Che cosa «spacca» questo masso? Cosa intende abbattere? Barriere, muri. Certamente. È un canto di liberazione. Nasce da una reazione. È musica di rottura perché dà voce a una energia vitale che vuole smuovere, far rotolare pietre che soffocano. È una tensione di liberazione da un io irretito, chiuso in se stesso, privo di rinvii significativi. La musica e i suoni del rock possono ben esprimere una lacerazione, una drammaticità, anche una ribellione profonda che va letta con cura. Un esempio: in Slow Train, in maniera lapidaria, Bob Dylan si oppone a far parte di quella umanità che ha perso il senso della realtà e della relazione con il creato e con il proprio simile, ormai dominata dal desiderio di possedere e accumu-lare: «Gente affamata e assetata / silos stanno scoppiando di grano / sai che costa di più stipare il cibo / piuttosto che darlo da mangiare». Questi versi richiamano la Scrittura e precisamente la parabola, presente nel Vangelo di Luca (12, 13-21) sulla cupidigia del ricco che pensa di demolire i propri magazzini per costruirne di più grandi, non sapendo che proprio in quel momento la vita lo abbandonerà. Dylan riflette su quest’inclinazione da parte dell’uomo che è diretta a “cosificare” la vita stessa, in modo tale da essere considerata merce di scambio, comprata e venduta.
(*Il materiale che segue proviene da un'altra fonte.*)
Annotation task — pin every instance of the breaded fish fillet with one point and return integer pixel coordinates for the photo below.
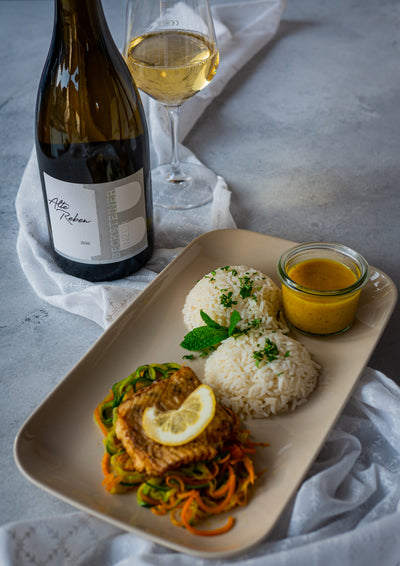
(156, 459)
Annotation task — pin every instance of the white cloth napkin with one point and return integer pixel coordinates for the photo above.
(346, 512)
(242, 29)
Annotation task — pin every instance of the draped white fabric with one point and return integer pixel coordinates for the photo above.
(242, 29)
(347, 511)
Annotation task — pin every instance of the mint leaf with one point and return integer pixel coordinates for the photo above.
(203, 337)
(210, 322)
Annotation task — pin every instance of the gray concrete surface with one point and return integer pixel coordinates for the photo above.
(307, 137)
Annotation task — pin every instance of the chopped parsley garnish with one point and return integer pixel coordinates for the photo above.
(226, 300)
(246, 286)
(269, 353)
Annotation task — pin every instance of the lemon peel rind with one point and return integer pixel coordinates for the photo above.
(169, 429)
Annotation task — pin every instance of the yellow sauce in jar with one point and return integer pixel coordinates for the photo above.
(319, 313)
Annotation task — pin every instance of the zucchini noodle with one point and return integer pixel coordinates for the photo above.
(189, 493)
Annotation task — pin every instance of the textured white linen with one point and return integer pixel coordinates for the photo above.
(346, 512)
(242, 29)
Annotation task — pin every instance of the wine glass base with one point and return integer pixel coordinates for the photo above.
(191, 190)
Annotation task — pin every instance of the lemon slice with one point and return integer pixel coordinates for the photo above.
(179, 426)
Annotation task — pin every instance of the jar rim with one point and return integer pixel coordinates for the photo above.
(339, 249)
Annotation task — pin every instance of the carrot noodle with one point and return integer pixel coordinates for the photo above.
(188, 494)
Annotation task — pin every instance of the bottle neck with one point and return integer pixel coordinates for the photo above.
(76, 19)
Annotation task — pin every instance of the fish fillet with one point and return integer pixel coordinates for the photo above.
(152, 458)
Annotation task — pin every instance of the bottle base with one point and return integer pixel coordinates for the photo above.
(103, 272)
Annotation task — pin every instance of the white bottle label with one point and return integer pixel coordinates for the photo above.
(97, 223)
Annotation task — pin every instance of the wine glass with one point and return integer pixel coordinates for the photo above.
(171, 51)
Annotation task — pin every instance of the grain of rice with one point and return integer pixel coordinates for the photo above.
(244, 289)
(273, 387)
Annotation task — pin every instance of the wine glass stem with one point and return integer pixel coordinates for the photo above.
(177, 174)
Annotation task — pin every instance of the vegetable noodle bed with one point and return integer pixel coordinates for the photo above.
(191, 492)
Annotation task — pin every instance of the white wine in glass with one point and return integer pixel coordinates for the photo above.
(171, 50)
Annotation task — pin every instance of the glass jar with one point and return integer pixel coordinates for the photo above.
(321, 285)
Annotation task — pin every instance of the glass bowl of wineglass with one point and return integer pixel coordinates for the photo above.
(171, 51)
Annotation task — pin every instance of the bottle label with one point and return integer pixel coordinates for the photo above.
(97, 223)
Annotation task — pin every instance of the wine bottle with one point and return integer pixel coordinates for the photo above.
(93, 150)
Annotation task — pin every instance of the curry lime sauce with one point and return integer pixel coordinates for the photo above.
(322, 274)
(313, 310)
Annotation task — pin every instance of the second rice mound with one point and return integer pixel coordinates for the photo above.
(261, 374)
(253, 294)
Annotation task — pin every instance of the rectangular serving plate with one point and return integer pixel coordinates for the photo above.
(59, 448)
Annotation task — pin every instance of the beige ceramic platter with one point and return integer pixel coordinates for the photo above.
(59, 448)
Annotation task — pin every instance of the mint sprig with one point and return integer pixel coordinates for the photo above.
(211, 334)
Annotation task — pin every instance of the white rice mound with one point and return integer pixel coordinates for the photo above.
(271, 388)
(263, 304)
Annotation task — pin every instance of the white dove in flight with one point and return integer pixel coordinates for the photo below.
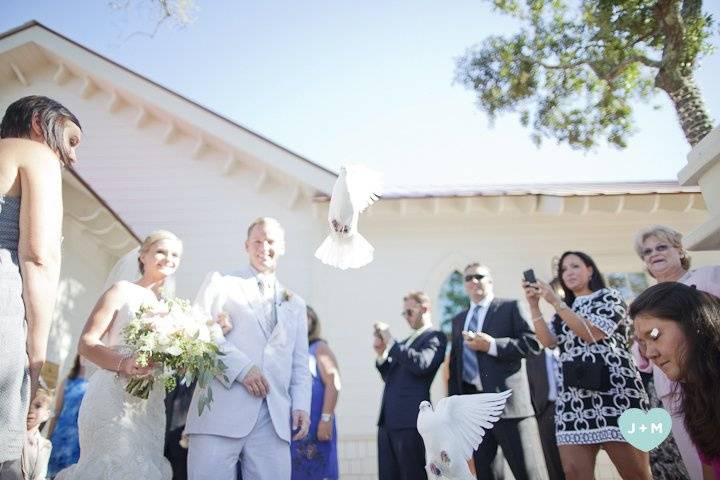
(356, 188)
(454, 430)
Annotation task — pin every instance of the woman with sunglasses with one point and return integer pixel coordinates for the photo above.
(597, 379)
(666, 259)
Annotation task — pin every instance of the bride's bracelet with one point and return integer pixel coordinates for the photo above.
(122, 359)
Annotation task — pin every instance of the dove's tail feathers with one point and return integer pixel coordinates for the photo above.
(364, 186)
(345, 252)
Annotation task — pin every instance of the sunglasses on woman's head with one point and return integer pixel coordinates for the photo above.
(476, 276)
(660, 248)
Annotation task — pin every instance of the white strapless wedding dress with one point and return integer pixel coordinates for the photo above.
(121, 436)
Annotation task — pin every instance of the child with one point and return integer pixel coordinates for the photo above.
(36, 451)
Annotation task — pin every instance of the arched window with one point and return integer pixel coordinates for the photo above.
(451, 300)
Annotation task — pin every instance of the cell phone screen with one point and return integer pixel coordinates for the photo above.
(529, 276)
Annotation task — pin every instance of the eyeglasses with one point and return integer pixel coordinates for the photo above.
(660, 248)
(477, 276)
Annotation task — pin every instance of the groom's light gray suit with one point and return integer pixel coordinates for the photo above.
(238, 423)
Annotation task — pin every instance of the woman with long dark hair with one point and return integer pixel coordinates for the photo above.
(38, 136)
(63, 430)
(680, 329)
(597, 378)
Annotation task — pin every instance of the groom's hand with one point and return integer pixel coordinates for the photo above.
(255, 383)
(301, 423)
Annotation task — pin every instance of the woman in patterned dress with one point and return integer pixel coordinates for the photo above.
(592, 327)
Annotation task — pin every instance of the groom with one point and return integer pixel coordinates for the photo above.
(268, 383)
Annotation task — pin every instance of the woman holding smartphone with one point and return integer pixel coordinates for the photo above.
(597, 378)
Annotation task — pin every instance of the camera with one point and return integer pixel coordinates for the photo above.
(529, 276)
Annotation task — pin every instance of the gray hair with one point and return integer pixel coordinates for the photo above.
(51, 116)
(666, 234)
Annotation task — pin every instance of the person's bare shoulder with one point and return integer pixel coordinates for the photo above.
(33, 155)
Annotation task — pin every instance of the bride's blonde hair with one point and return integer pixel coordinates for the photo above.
(153, 238)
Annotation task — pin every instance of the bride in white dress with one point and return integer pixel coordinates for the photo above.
(122, 436)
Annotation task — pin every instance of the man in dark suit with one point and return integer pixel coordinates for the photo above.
(407, 367)
(543, 393)
(490, 341)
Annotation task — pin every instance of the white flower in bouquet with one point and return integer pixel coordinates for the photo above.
(180, 341)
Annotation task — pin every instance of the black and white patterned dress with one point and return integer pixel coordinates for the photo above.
(585, 416)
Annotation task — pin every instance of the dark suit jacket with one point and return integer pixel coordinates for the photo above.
(515, 340)
(539, 384)
(408, 373)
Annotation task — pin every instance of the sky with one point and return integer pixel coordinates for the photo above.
(369, 82)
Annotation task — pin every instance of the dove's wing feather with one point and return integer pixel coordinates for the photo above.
(471, 416)
(364, 186)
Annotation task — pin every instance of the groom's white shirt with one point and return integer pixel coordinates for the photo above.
(281, 355)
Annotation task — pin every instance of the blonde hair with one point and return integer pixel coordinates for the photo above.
(666, 234)
(266, 221)
(151, 239)
(419, 297)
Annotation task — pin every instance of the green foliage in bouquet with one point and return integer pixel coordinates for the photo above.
(180, 342)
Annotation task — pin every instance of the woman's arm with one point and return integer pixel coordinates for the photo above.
(330, 374)
(91, 346)
(575, 322)
(59, 401)
(543, 332)
(39, 247)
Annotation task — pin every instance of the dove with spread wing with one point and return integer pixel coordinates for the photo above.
(356, 188)
(454, 429)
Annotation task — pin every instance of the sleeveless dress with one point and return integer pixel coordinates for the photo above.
(583, 416)
(66, 445)
(312, 459)
(14, 375)
(121, 436)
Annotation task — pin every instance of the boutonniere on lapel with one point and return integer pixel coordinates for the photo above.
(285, 296)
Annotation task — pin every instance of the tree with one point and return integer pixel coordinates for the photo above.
(177, 12)
(575, 67)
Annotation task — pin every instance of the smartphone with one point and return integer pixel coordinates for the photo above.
(529, 276)
(469, 335)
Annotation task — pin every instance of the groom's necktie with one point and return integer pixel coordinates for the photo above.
(471, 369)
(267, 292)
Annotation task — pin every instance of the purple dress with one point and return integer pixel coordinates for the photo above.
(312, 459)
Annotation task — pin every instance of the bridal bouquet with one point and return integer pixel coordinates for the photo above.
(180, 341)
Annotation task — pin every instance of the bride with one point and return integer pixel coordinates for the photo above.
(122, 436)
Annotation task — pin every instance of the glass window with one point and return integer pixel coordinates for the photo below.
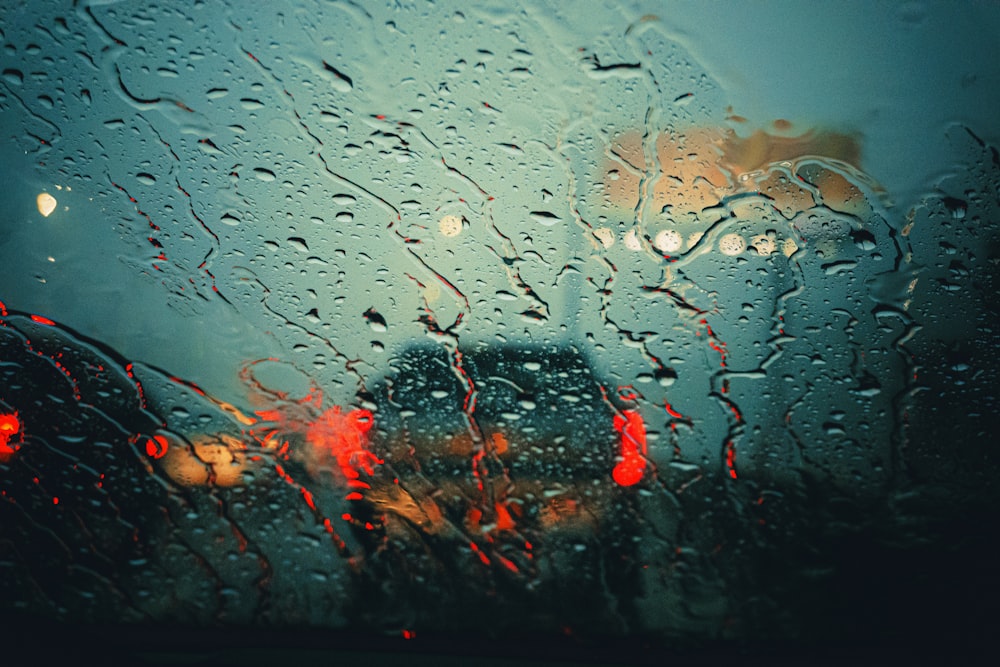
(608, 327)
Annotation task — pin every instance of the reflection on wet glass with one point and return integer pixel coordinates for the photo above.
(463, 320)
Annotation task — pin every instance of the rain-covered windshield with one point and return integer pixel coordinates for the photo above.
(632, 324)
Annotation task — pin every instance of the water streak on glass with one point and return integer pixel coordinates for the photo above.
(482, 319)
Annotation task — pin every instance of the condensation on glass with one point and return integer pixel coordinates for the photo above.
(462, 318)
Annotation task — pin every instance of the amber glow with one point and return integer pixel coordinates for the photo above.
(218, 460)
(46, 204)
(698, 167)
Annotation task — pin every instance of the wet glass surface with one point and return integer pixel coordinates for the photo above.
(491, 322)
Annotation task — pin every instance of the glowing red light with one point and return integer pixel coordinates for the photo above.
(342, 435)
(157, 446)
(9, 426)
(630, 469)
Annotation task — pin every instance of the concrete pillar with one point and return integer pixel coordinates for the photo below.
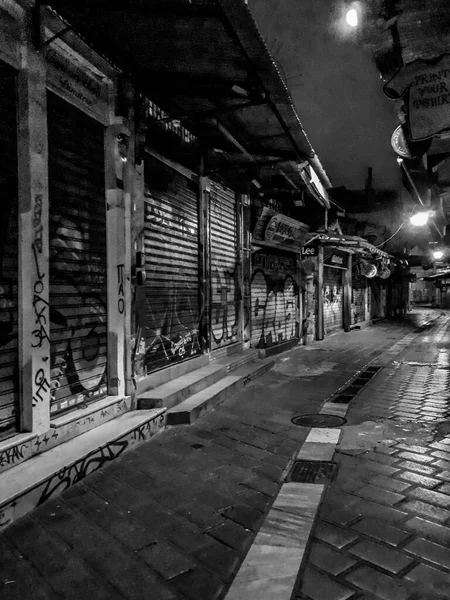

Molti autori rock riflettono su quest’inclinazione che trascura completamente il valore della coscienza, della libertà e della dignità umana. Il rischio è lì in agguato ovviamente: il narcisismo, l’ideologia, una generica e dionisiaca ricerca di liberazione vaga e a volte distruttiva. Una volta avvenuta una liberazione cosa resta dopo? A volte il vuoto. In questo caso l’energia vitale liberata si ritorce contro se stessi e si può arrivare anche alla morte, al suicidio, certo. Resta però troppo facile l’etichetta «droga, sesso e rock ’n roll». Si impone un attento discernimento, cioè di analisi dell’anima. Secondo Ignazio di Loyola ciò che sazia l’anima non è tanto il conoscere, quanto il gustare interiormente. Ed è proprio questo che fanno Massimo Granieri e Luca Miele in questo volume ( Il vangelo secondo il rock). Leggendo i ritratti che hanno firmato si ha la chiara percezione che qui c’è un patto biografico con la musica intesa come riserva di senso, di domanda. Si percepiscono scorrendo le pagine passioni e attriti, sintonie e dissonanze degli autori, che non si nascondono dietro il discorso critico. Tutt’altro: c’è la loro vita dentro quelle pagine.

Gli autori sembrano raccontare un po’ di loro stessi. Ma si avverte soprattutto un’ermeneutica cristiana, dove il vangelo plasma e amplifica la capacità di ascolto musicale. Ma accade pure che la musica diventa l’ambiente che permette un ascolto penetrante del vangelo. Non solo: il rock è anche «figlio» del vangelo, della Bibbia, come Granieri e Miele ci aiutano a capire. Parole, immagini, contesti dei testi rock hanno radici bibliche. Dylan una volta ha detto: «la Bibbia attraversa tutta la vita degli Stati Uniti, che la gente lo sappia o no. È il libro fondante. Il libro fondante dei padri, in ogni caso. La gente non può sfuggirle. Dovunque vai, non puoi sfuggirle». E dicendo questo parlava ovviamente anche di sé. Scopriamo la Bibbia come strada di accesso all’ascolto profondo del rock, dunque.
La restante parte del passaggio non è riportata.